Today's Editorial - 25 August 2022
What is a kangaroo court?
Source: By Rishika Singh: The Indian Express
Chief Justice of India N V Ramana on 23 July 2022 said that “rising number of media trials” are proving to be hurdles towards doing justice, and “kangaroo courts” run by the media are causing harm to the health of the democracy.
“I urge upon the media, particularly the electronic and social media, to behave responsibly,” he said while delivering the inaugural lecture instituted in the memory of Justice Satya Brata Sinha in Ranchi.
He added: “Of late, we see the media running kangaroo courts, at times on issues even experienced judges find difficult to decide.

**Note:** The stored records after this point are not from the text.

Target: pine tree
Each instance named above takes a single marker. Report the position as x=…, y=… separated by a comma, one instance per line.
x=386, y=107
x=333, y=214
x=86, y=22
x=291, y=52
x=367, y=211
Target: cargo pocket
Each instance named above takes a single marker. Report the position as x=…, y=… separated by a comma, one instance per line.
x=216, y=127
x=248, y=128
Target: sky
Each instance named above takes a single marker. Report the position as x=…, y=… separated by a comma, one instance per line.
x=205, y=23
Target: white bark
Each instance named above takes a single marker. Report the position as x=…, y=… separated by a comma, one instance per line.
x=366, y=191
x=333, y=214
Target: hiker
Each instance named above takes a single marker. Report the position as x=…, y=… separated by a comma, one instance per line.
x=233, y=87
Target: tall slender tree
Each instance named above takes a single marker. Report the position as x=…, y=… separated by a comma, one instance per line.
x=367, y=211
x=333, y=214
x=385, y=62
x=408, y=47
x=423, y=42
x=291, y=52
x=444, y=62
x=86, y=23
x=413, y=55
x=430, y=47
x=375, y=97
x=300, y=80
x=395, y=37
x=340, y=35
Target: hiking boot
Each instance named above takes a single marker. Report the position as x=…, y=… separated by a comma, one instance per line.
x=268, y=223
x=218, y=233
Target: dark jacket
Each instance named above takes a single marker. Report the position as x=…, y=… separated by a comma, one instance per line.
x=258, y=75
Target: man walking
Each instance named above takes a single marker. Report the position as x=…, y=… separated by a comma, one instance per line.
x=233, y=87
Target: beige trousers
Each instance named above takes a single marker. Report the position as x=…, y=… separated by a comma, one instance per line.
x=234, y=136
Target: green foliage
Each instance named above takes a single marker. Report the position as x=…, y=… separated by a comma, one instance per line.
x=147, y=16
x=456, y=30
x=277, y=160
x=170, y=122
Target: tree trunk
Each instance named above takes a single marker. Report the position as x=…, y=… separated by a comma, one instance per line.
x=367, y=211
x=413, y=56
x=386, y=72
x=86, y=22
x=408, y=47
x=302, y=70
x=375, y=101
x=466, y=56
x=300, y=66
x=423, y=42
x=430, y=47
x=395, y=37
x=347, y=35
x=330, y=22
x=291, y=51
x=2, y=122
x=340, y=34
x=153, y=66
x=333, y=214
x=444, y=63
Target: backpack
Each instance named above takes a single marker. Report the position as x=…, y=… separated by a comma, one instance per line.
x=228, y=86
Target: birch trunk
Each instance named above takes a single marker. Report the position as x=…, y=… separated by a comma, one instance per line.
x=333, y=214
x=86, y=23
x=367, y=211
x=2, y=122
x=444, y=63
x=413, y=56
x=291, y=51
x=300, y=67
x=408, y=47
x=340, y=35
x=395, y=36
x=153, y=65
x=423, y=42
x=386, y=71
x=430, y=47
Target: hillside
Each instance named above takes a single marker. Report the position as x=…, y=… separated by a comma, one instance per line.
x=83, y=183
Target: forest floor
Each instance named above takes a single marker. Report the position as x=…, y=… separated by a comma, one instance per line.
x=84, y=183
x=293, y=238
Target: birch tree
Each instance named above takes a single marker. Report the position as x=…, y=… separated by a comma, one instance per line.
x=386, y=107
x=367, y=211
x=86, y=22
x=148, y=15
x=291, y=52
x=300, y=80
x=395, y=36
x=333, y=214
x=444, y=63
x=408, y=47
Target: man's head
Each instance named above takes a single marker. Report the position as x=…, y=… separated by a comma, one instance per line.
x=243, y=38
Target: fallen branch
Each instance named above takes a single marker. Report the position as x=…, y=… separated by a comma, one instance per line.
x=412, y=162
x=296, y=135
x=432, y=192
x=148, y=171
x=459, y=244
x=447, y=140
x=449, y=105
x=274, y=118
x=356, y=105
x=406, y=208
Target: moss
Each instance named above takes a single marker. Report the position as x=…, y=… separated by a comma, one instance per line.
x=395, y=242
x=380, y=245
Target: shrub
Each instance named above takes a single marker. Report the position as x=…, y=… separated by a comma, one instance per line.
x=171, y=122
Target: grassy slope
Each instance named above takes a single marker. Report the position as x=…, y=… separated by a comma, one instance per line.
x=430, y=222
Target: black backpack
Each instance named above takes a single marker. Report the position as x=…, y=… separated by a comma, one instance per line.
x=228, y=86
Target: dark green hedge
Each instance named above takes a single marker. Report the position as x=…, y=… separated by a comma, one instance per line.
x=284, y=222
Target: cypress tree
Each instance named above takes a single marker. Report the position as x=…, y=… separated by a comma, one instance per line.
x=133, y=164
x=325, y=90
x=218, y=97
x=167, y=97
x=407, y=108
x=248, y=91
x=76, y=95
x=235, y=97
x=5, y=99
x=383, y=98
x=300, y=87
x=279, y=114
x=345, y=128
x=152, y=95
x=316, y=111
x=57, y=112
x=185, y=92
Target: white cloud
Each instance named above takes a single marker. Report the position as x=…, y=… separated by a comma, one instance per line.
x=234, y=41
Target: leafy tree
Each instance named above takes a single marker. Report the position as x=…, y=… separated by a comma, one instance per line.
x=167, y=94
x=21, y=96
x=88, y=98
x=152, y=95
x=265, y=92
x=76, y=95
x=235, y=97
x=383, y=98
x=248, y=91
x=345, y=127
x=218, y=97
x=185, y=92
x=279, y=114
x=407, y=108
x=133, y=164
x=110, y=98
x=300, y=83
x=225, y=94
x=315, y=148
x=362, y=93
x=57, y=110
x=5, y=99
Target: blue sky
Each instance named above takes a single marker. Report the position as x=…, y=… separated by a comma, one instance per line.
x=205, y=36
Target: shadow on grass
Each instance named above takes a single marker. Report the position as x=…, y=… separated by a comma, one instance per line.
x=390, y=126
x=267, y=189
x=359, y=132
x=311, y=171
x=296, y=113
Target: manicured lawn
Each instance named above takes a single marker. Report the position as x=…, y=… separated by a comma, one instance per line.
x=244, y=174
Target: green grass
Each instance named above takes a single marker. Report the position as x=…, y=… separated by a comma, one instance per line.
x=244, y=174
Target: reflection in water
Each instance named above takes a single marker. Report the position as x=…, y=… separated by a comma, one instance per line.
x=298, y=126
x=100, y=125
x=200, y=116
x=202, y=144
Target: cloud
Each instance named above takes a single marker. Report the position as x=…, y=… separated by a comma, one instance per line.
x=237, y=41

Ill-informed and agenda-driven debates on issues involving justice delivery are proving to be detrimental to the health of democracy.”

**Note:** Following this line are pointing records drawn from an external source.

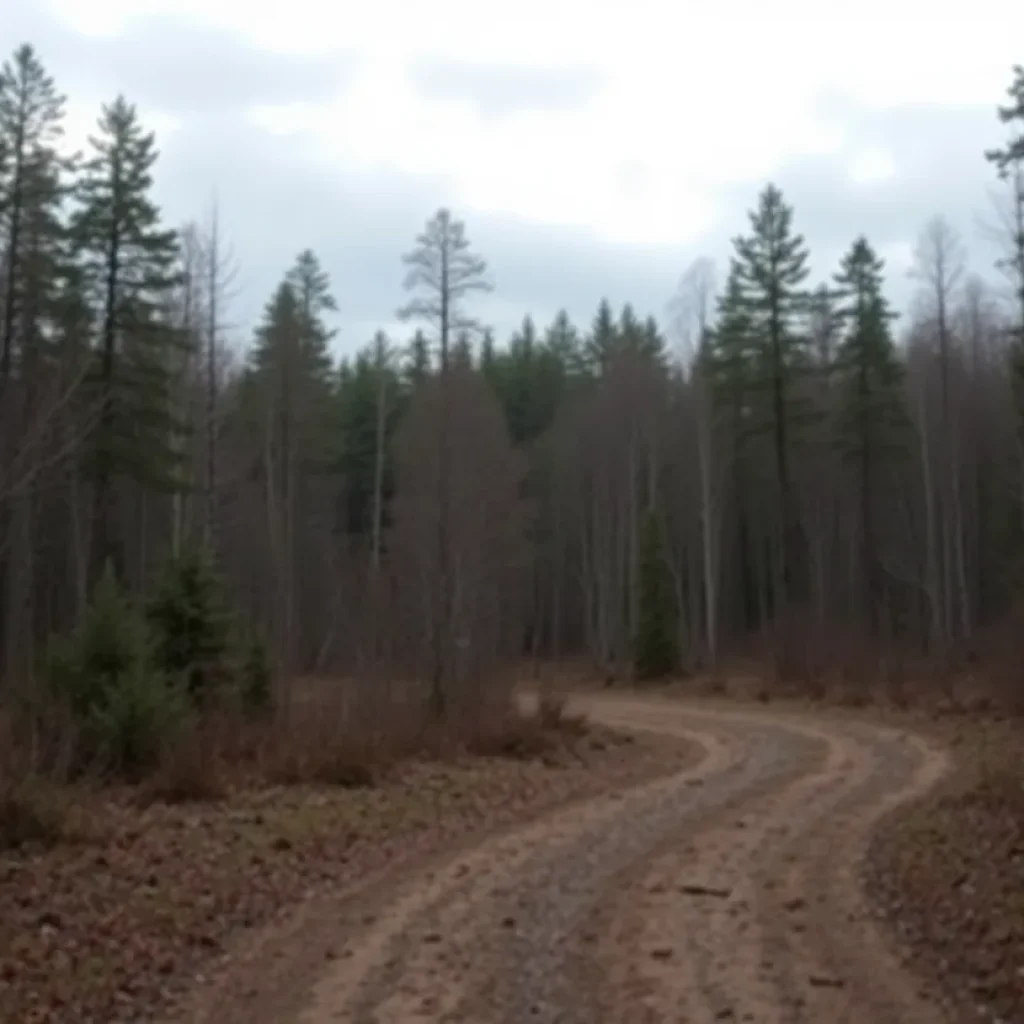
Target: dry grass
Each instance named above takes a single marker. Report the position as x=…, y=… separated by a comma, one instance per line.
x=949, y=873
x=332, y=732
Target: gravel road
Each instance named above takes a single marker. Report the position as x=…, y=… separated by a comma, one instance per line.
x=726, y=892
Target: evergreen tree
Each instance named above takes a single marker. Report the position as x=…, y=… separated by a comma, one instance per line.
x=190, y=626
x=731, y=361
x=33, y=243
x=562, y=340
x=418, y=359
x=128, y=269
x=1009, y=162
x=771, y=267
x=444, y=271
x=32, y=188
x=871, y=414
x=602, y=343
x=654, y=653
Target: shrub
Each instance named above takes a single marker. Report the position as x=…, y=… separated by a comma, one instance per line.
x=123, y=706
x=190, y=626
x=654, y=651
x=31, y=811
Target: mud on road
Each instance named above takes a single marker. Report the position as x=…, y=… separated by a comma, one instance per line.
x=726, y=892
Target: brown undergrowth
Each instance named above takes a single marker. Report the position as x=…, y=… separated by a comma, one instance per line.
x=113, y=897
x=948, y=873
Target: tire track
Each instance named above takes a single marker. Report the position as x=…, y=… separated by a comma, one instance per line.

‘Kangaroo court’, a phrase that often makes headlines, was also recently thrown around by former US President Donald Trump who called the 6 January committee hearings into his alleged role in the Capitol Hill riot as a ‘kangaroo court’ inquiry.
In July, while rejecting the bail plea of Ashish Mishra, the prime accused in the Lakhimpur Kheri violence case, Justice Krishan Pahal of the Allahabad High Court had accused the media of running ‘kangaroo courts’.
What is a kangaroo court?
Oxford Dictionary defines it as “an unofficial court held by a group of people in order to try someone regarded, especially without good evidence, as guilty of a crime or misdemeanour”.

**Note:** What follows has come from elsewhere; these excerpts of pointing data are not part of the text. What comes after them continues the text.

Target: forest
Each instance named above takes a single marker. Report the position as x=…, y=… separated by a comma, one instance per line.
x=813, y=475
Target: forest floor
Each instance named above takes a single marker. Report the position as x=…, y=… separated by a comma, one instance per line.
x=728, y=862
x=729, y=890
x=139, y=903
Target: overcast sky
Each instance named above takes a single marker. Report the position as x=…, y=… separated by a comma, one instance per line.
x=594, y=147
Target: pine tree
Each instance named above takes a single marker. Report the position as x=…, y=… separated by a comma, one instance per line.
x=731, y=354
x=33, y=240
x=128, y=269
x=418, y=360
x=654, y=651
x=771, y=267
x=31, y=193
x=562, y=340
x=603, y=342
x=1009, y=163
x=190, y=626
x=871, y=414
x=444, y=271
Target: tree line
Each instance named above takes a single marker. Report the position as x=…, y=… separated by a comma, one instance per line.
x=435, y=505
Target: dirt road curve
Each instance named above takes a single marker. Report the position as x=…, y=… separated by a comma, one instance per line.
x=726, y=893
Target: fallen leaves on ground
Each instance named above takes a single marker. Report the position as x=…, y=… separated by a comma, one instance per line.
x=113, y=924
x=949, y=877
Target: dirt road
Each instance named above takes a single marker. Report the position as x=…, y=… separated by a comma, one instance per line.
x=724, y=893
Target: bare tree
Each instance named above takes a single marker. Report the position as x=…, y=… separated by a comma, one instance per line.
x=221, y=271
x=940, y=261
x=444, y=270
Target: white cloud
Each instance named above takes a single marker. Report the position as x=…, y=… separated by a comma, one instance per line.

In a less literal sense, it is used to refer to proceedings or an activity where a judgement is made in a manner that is unfair, biased, and lacks legitimacy.
When did the usage begin, and why ‘kangaroo’?
The origin of the phrase is not clearly known, but it is believed to have been used from the 19th Century onwards. Why the word ‘kangaroo’ is used is also not clear, but there are several theories.
Some dictionaries say the association with the animal could have a relation to Australians, though the term probably originated in America.
The Collins Dictionary argues that it could be to evoke a sense that “justice progresses by leaps and bounds” in case of kangaroo court verdicts.
There are other historical theories, too. In an article in the Sydney Morning Herald, Roly Sussex, the Emeritus Professor of Applied Language Studies at the University of Queensland, said: “The term popped up first in California, around 1849-1850. At that stage, there were some 800-1,000 Aussie prospectors digging for fortune. Locals soon gleaned that (our forebears) would occasionally decide things in an unofficial kind of way.”
What Sussex is referring to is the Gold Rush, a period in the mid-1800s when massive gold reserves were discovered in and around California in the US. People from all over, including Australia, rushed there and were known as prospectors. Sussex argues these people might have developed their own systems — fair or unfair — of deciding on claims to land where deposits were found.
Another theory relates to both the animal’s peculiar hopping movement, and the historical aspect. Steven Poole, a journalist who writes about language and its usage over time, wrote in The Guardian that the phrase could have been used to describe proceedings in the same era, “often held by mutineers or prisoners”, including “dodgy practices by itinerant judges hopping from one jurisdiction to another”, pointing to a tendency to quickly dispose of cases without a fair trial.